These varying spaces between the neighboring participants 410a-f
are the result of the parallax effect.
[0063] Assuming two video cameras Cam A and Cam B are placed
proximate to the position of the eyes of the participant 410u, the
combined image of the participants 410a-f acquired by the video
cameras can be as illustrated in FIG. 4(c). The combined image has
similar foreshortening and parallax effects as the participant 410u
would have perceived. To identify the participants more clearly,
the participants 410a-f are also labeled as A1 (410a), A2 (410b),
A3 (410c), B1 (410d), B2 (410e), and B3 (410f), with images of
participants A1-3 being taken by the video camera Cam A and images
of participants B1-3 being taken by the video camera Cam B.
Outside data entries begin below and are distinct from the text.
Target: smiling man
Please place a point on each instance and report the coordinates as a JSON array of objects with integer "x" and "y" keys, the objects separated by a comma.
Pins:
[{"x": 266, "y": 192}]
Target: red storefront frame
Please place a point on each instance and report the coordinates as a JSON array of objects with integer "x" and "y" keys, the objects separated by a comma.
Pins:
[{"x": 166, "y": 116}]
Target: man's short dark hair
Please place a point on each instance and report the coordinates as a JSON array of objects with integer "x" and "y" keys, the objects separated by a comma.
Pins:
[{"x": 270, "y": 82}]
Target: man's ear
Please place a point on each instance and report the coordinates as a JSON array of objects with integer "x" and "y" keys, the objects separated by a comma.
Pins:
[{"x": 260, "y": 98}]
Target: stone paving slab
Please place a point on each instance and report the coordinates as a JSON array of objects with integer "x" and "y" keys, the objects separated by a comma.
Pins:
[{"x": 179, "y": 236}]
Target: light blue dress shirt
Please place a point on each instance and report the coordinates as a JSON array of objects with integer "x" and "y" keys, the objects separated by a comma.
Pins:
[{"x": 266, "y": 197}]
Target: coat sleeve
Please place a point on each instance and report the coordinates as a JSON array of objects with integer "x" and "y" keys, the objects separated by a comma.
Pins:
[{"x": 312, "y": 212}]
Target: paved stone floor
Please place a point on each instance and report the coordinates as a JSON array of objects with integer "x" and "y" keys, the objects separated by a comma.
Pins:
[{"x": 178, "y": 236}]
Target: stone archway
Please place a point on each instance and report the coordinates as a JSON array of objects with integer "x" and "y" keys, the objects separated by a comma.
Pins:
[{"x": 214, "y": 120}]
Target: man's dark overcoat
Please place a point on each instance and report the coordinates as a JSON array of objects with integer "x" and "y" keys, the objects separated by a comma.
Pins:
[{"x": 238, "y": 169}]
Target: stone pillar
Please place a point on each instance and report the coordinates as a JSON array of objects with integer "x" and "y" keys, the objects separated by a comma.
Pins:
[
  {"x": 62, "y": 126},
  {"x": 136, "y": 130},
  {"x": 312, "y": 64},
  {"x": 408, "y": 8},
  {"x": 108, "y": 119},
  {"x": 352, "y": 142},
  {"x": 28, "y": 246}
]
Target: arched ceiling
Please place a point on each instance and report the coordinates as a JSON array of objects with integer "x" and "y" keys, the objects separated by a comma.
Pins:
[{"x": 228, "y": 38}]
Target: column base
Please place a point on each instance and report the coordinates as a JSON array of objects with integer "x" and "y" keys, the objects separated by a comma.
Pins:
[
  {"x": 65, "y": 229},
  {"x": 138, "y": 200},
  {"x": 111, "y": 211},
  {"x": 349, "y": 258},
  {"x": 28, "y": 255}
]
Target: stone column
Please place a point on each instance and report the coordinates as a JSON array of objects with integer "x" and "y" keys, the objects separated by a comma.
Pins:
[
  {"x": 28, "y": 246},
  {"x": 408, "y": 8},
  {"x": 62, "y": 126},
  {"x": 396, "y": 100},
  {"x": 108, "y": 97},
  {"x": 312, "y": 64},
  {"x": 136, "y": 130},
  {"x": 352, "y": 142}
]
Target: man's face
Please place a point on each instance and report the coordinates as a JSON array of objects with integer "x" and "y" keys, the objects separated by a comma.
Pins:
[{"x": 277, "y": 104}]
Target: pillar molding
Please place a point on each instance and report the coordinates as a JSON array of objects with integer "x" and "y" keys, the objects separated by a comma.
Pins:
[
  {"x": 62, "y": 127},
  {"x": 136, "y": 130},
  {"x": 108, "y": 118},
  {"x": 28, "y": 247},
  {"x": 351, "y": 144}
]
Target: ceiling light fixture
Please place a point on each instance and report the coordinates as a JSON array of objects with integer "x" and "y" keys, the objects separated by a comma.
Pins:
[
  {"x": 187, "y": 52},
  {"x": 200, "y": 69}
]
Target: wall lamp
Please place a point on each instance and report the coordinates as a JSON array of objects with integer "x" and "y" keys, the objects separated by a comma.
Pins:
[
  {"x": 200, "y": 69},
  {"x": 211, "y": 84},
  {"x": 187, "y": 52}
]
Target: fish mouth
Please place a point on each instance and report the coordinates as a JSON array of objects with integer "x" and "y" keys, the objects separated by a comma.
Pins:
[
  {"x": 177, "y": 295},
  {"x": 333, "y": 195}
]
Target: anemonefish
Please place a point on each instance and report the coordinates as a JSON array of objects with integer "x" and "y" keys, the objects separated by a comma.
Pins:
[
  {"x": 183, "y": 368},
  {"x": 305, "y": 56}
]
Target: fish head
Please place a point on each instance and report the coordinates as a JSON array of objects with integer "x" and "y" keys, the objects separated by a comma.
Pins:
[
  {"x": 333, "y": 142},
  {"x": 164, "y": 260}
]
[0064] Assuming two additional video cameras Cam A' and Cam B' are
placed proximate to the position of the eyes of the participant
410z, the combined image of the participants 410a-f would be as
illustrated in FIG. 4(e). The foreshortening and parallax effects
are different compare to those shown in FIG. 4(c), even though the
participants are the same. In FIG. 4(e) the video cameras Cam A'
and B' are positioned closest to the participant B3, therefore the
participant B3 appears the biggest and is most distant from the
neighboring participant, whereas the participant A1 appears the
smallest and is the closest to the neighboring participant.
[0065] Displaying the video with the foreshortening and parallax
effects is disadvantageous for several reasons. First, the meeting
participants cannot be displayed in substantially life-size.
Because of the foreshortening effect, the sizes of the images of
the remote participants 410 decrease as the corresponding remote
participants 410 sit further away from the video camera. As a
result, the size of the images of the remote participants varies,
and cannot be life-size. As discussed earlier, failure to display
remote participants in substantially life-size weakens the local
participant's sense of physical presence of the remote
participants, and consequently the user experience will suffer.
[0066] Second, switching from displaying video captured by one
video camera to displaying video captured by a differently located
video camera disrupts meeting participants' experience. Because the
foreshortening effect, the size and shape of the image of a remote
participant is determined by the distance between the participant
and the video camera. As a result, the images of the same remote
participant vary as the locations of the video cameras taking the
images vary. For example, the participant A1 appears the biggest
among all the remote participants as illustrated in FIG. 4(c), and
appears the smallest as illustrated in FIG. 4(e). Similarly,
because of the parallax effect, the distances between the
neighboring participants also vary as the locations of the video
cameras vary. Therefore, as the teleconference proceeds, the local
participants would observe the images of the remote participants to
dynamically change sizes and shift positions as the speaker changes
and the video-out module 125 switches among video taken by
differently located video cameras. This significant and disturbing
image sizing and positioning error is inconsistent with the sense
of physical presence of the remote participants as described
above.
[0067] Third, as described above, the parallax effect causes the
images of remote participants to shift position. This shift in
position causes the apparent location of the remote participants'
eyes to change, which in turn causes the video cameras to be
displaced away from the apparent location of the associated remote
participants' eyes. As a result, the local cameras can no longer
capture the eye lines of the local participants, and the system 100
can no longer establish eye contact between the participants.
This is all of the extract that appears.